The Monetary Policy Committee’s (MPC) decision to cut interest rates was largely anticipated and underscores a greater emphasis on domestic fundamentals, according to Siphamandla Mkhwanazi, a senior economist at FNB.
He said inflation remains below the bottom of the inflation target range and high-frequency data reflects a weak start to 2025 from a productive sector perspective, which will be worsened by faltering global prospects.
He added that ultimately, the macroeconomic outlook is benign, providing ample space for a continued cutting cycle.
“That said, the impact of heightened uncertainty on investor confidence and capital flows will likely continue to drive gyrations in capital and currency markets, exacerbating external vulnerabilities and keeping the South African Reserve Bank (SARB) cautious.
"Furthermore, South Africa’s difficult fiscal trajectory is delaying any improvements in sovereign risk and borrowing costs. The outlook on interest rates will continue to reflect these risks.
"Should muted local inflation, and expectations that the Fed will resume its cutting cycle before year-end prevail, our current view that another 25bps cut is probable this year would be supported,” Mkhwanazi said.
The MPC's decision to cut the interest rate by 25 basis points is a welcome relief for consumers and is expected to bolster homeowner sentiment, according to Nondumiso Ncapai, the managing executive at Absa Home Loans.
She said the recent Absa overall homeowner sentiment index showed a slight decline in the overall homeowner confidence by 2 percentage points to 85% in the first quarter of this year.
“This rate cut is expected to improve affordability for current and aspiring homeowners; however, consumers’ finances remain strained in the short term, with time needed for consumers to gradually recover financially.

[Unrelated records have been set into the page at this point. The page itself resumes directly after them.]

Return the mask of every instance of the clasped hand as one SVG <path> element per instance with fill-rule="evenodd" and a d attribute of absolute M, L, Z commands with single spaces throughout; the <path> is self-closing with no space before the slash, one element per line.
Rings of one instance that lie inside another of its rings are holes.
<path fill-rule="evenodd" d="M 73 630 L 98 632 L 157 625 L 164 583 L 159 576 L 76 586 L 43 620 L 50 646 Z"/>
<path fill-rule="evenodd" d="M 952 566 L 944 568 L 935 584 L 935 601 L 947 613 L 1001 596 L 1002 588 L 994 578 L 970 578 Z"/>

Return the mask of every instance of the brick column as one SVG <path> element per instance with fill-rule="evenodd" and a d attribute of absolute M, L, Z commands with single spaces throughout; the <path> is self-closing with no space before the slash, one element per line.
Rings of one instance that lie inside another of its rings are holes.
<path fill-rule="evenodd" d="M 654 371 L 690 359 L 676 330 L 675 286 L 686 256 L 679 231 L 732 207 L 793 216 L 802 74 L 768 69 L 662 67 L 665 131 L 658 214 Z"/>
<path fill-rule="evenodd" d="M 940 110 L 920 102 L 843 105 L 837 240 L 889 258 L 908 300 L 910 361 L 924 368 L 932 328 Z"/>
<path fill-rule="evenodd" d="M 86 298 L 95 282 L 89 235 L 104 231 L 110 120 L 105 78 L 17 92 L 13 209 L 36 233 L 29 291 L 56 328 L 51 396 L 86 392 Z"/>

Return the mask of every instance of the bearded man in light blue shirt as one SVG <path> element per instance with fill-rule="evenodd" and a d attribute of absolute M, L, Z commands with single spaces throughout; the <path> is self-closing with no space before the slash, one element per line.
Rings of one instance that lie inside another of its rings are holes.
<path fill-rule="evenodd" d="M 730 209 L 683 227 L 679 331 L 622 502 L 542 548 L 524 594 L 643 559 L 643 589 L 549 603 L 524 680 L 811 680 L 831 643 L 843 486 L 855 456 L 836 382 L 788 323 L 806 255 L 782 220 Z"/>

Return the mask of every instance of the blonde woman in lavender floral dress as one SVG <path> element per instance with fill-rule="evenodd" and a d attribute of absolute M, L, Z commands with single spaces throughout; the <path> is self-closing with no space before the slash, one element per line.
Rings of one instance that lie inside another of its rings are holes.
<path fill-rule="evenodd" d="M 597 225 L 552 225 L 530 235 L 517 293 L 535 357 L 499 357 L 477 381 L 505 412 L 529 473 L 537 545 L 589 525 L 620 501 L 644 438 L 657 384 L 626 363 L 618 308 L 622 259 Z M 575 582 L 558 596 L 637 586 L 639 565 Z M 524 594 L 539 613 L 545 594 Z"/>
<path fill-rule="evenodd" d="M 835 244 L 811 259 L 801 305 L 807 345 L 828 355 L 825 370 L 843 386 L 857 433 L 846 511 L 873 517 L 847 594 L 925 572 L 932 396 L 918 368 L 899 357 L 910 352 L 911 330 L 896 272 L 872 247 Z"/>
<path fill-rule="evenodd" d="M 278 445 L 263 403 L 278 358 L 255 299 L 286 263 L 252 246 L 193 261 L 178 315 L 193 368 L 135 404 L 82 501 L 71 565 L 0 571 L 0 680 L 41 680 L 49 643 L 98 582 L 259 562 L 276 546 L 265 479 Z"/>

"Absa’s baseline view is for one further interest rate cut of 25bp at the July MPC however, the ongoing global policy and economic uncertainty will remain top of mind for the MPC,” Ncapai said.

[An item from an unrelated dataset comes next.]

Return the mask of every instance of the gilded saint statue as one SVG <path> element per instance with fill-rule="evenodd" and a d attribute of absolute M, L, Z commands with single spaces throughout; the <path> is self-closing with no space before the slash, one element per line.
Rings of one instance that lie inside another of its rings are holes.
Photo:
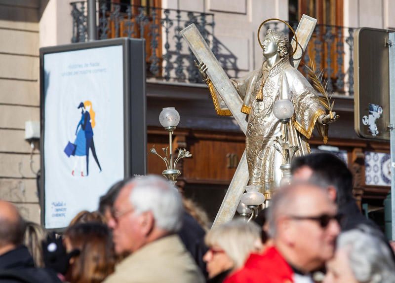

Nyika said it is still a bit early to say with certainty what the outcome of the next MPC announcement will be in three months.

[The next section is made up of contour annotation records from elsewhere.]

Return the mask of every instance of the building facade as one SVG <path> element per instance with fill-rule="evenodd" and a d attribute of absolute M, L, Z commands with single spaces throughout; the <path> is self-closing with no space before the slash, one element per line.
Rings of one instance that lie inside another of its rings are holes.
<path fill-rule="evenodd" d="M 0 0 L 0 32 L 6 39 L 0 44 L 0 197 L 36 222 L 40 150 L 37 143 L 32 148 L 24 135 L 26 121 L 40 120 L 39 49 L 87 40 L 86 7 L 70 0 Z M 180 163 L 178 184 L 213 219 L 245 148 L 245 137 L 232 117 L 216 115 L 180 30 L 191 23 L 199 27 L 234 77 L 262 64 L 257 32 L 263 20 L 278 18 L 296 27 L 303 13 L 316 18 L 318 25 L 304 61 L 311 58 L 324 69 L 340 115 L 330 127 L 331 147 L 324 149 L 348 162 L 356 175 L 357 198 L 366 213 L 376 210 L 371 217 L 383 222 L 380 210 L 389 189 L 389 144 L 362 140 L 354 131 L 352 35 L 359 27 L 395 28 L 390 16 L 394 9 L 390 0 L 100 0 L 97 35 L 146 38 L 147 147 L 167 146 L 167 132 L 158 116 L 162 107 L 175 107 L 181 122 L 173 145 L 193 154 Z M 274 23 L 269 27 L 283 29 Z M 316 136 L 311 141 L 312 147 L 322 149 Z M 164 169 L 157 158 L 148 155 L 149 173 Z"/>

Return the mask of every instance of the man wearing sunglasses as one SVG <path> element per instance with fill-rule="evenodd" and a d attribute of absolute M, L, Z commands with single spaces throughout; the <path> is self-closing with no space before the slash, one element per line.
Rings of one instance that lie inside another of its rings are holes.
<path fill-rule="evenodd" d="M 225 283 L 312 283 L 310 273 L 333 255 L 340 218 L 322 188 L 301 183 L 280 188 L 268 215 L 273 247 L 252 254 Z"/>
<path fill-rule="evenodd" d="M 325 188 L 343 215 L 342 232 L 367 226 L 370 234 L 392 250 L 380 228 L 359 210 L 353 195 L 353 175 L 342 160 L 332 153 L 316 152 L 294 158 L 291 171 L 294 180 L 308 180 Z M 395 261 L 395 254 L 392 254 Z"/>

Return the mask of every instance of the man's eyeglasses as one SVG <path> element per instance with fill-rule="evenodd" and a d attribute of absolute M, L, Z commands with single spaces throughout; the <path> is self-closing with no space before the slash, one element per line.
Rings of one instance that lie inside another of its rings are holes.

At this stage, he said he was undecided on whether there would be a further interest rate cut or if rates would remain unchanged. He said this uncertainty stemmed from two main factors: US President Donald Trump’s global tariff hikes and the future of the African Growth and Opportunity Act (AGOA).
“The tariff increases could have a deflationary and potentially recessionary impact on the global economy. If that materialises, the South African Reserve Bank may opt to cut rates further to support a weakening economy.
"Additionally, if South Africa loses its AGOA status within the next three months, the Reserve Bank may also be prompted to cut rates in response to the resulting economic strain. However, if neither of these scenarios occurs, I expect interest rates to remain unchanged.
"Governor (Lesetja) Kganyago is generally regarded as hawkish, so I would not be surprised," Nyika said.